Ravi Balakrishnan
May 18, 2023

How ‘deep simplicity’ can make marketing more effective

Accenture Song’s Nick Law speaks about resolving the prevailing schism between the art and the math-led sides of the marketing with deep simplicity – an approach that brings the focus back to the consumer.

How ‘deep simplicity’ can make marketing more effective

In an increasingly complex world filled with non-linear paths to purchase, Nick Law creative chairperson at Accenture Song recommended “deep simplicity” as the most effective approach to reach consumers.

While the new tools in the digital era gave consumers more options than ever before, it also made purchase decisions far more complicated.

Law was clear that the traditional path to purchase built around a reverse pyramid of awareness, consideration and action was no longer relevant. He likened the current path to purchase to an onion — the bulging middle indicative indicating the plethora of choices that a consumer had in an internet-driven world. He said, “Rather than narrowing, the consideration set expands in different directions. This is middle bit needs a lot of simplifying.”

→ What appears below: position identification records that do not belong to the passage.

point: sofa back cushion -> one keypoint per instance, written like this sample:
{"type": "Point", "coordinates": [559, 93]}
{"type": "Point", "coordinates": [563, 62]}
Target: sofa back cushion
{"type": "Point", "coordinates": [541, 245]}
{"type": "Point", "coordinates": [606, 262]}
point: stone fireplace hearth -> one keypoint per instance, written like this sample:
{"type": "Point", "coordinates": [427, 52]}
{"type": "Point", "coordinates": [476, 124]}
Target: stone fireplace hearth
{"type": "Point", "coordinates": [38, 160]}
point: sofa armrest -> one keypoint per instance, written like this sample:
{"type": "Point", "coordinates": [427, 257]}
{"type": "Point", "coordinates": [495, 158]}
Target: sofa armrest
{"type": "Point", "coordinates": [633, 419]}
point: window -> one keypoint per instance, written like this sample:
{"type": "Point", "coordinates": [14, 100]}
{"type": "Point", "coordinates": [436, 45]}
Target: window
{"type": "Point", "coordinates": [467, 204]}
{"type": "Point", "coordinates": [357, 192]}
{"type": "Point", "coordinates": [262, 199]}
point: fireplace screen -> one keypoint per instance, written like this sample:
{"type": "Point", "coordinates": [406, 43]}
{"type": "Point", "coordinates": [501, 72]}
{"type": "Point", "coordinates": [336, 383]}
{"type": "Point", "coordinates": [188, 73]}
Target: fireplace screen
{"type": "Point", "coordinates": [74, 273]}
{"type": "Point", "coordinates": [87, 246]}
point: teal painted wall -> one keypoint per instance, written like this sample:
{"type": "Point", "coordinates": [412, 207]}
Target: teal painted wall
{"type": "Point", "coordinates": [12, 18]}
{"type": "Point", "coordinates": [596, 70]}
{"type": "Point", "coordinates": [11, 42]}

However, the marketing business was often ill-equipped to deal with this complexity and simplify the decision-making process. Law said, “Our industry is not shaped like an onion, but like an hourglass which is the opposite.” The reason for this was the divide between the art and math sides of the business. Law said, “At the top of the hourglass are the mature tribe of great storytellers who understand how to articulate a brand, but who are not very savvy about technology and media. At the bottom, is a new tribe of performance marketing who really understand modern media and technology but cannot tell simple stories. The top of the hourglass is trying to make us feel something and the bottom is trying to get us to act.”

Law believed that purchase decisions were made at the intersection of acting and feeling. He recommended starting at the middle and said, “We need to dignify the bottom of the funnel, with craft, clarity, and concept, and the top with a reason to buy.”

This was at the heart of the deep simplicity approach which evolved from an awareness of the complexity of marketing. Law said, “Really smart, systematic, technical people understand the shape of the problem, and then translate it into a simple, beautiful execution.”

Apple was among the companies that had been following this approach even before the media landscape reached its current levels of complexity. Law said, “The last brand ad that Apple did was ‘Think Different’ (1997) and the only reason was because when Steve Jops returned to Apple, they had no products. Every single ad since the iMac is a product ad. It is a heightened demonstration with a reason to buy something. (These ads) have built the most valuable brand in the world.”